I riferimenti tecnici sono piuttosto definiti. Briante Weber è il miglior realizzatore di squadra con 14.1 punti di media, Osvaldas Olisevicius è a 14.0, Muhammad-Ali Abdur-Rahkman a 12.8, con Croswell e Pinkins a dare presenza frontale e lavoro sporco. Il quintetto più credibile, anche alla luce delle soluzioni viste recentemente con Marcelo Nicola, è quello con Weber, Abdur-Rahkman, Olisevicius, Pinkins e Radosevic. Per Treviso la chiave è semplice: aprire il campo presto e non lasciare a Tortona il controllo dei tempi morti del possesso.
Focus Tortona
Tortona ha una struttura più completa. Produce 18.5 assist, tira con il 46.3% dal campo e commette solo 10.5 palle perse: è il profilo di una squadra che sa dove vuole andare e che, quando non forza il ritmo, riesce quasi sempre a trovare un tiro decoroso. L’attacco dei piemontesi è meno dipendente da una sola fonte e più capace di distribuire responsabilità tra esterni, ali e lunghi.

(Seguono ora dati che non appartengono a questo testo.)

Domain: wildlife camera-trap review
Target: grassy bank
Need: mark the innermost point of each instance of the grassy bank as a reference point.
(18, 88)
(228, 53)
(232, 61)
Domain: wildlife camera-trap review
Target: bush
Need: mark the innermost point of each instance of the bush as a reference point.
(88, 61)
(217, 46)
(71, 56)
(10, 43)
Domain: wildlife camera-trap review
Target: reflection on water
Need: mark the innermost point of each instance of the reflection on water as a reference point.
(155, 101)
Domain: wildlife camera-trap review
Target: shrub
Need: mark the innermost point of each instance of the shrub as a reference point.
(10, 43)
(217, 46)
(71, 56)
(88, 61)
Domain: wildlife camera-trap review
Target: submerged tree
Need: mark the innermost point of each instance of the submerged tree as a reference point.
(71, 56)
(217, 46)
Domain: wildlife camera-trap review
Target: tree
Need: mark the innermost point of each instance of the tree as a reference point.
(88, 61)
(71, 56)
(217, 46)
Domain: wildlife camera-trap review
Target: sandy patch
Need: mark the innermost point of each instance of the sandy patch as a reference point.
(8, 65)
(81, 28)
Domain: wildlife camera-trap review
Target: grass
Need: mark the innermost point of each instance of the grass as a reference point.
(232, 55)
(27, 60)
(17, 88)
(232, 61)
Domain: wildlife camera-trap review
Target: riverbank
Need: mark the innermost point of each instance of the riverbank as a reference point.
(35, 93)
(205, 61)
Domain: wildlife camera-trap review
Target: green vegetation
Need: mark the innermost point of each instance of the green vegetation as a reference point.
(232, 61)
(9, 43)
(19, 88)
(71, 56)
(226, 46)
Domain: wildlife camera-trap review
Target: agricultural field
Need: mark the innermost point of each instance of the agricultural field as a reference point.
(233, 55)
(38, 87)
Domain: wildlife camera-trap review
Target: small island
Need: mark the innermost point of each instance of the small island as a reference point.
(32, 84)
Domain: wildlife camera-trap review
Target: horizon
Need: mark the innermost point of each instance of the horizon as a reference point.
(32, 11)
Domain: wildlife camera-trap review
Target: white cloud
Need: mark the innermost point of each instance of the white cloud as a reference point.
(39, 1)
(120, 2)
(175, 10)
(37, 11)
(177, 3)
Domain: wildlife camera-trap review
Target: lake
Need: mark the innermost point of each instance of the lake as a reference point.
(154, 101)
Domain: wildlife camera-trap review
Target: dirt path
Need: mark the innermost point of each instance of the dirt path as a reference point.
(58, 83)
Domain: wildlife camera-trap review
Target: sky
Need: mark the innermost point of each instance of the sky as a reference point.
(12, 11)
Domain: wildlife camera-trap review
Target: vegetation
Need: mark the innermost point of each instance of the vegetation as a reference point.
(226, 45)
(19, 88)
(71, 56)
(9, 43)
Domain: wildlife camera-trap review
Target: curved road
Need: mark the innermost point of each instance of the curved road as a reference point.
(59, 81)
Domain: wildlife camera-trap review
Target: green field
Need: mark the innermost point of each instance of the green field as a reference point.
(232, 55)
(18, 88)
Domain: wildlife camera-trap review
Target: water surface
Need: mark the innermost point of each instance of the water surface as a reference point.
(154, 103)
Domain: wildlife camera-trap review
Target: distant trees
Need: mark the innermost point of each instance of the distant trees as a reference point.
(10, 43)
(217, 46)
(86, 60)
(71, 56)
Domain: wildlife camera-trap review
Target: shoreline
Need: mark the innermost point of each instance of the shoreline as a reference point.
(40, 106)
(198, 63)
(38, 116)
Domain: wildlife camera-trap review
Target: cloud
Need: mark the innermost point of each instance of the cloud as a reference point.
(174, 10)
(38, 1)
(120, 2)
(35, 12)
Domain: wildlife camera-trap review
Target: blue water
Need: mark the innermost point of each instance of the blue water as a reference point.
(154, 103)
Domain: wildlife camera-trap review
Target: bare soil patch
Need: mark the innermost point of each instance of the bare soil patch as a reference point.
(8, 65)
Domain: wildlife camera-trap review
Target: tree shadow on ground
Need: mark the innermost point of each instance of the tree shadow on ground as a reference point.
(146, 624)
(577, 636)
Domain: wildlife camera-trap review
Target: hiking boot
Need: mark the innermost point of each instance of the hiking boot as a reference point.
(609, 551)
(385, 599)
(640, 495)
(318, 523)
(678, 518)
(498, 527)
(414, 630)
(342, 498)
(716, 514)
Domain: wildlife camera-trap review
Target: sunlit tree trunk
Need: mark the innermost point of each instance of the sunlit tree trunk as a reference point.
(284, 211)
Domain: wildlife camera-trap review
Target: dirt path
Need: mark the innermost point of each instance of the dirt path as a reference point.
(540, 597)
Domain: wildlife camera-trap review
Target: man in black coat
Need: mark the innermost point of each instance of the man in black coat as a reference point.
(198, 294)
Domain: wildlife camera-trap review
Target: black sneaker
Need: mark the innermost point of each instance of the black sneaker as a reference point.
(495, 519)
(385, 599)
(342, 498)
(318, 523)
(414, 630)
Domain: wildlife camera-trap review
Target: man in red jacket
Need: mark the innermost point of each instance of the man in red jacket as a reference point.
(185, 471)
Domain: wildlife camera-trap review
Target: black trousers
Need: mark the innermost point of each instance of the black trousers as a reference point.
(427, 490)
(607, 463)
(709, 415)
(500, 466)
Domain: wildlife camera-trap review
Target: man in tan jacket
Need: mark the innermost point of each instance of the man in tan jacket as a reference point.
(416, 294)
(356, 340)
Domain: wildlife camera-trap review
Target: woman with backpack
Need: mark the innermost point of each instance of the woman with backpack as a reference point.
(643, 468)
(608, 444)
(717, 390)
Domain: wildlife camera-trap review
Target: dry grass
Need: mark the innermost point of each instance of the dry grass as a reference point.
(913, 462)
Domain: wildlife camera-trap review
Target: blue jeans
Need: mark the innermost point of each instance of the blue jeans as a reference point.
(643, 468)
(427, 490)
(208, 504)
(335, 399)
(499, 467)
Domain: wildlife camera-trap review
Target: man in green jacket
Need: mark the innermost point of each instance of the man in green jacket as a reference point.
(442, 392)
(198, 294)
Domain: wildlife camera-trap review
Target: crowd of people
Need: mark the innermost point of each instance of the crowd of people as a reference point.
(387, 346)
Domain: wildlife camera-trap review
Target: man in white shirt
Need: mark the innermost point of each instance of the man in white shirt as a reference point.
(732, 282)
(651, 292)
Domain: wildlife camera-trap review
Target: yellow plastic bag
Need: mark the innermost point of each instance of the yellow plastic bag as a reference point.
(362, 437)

Il primo nome è Christian Vital, a 19.1 punti di media, seguito da Prentiss Hubb con 12.7, Arturs Strautins con 11.8 e Dominik Olejniczak con 10.8. Ma il dato più interessante è il peso del frontcourt: Gorham, Olejniczak e Strautins danno rimbalzo, taglia e letture interne, cioè esattamente ciò che può far male a una Treviso non sempre stabile nella protezione dell’area. Per Tortona il piano partita è chiaro: attaccare con pazienza, punire i cambi e portare la gara su possessi più puliti di quelli voluti dai padroni di casa.
Che partita ci aspettiamo
Il ritmo iniziale può essere anche alto, ma la partita sembra destinata a essere decisa dalla squadra che imporrà la propria struttura nel mezzo campo. Treviso proverà a correre su recupero e a cercare punti nei primi secondi dell’azione; Tortona ha più interesse a far muovere la difesa, usare i blocchi centrali e lavorare su un vantaggio progressivo. Se la Nutribullet non trova transizione, il quadro tecnico si complica.
Ci sono due duelli da seguire. Il primo è quello tra le guardie: Weber e Abdur-Rahkman da una parte, Hubb e Vital dall’altra. Il secondo è nel pitturato, dove Olejniczak e Gorham possono generare seconde opportunità contro una squadra che concede 90.9 punti di media. È una gara che può anche restare corta per tre quarti, ma in cui la qualità del tiro costruito sembra favorire Tortona.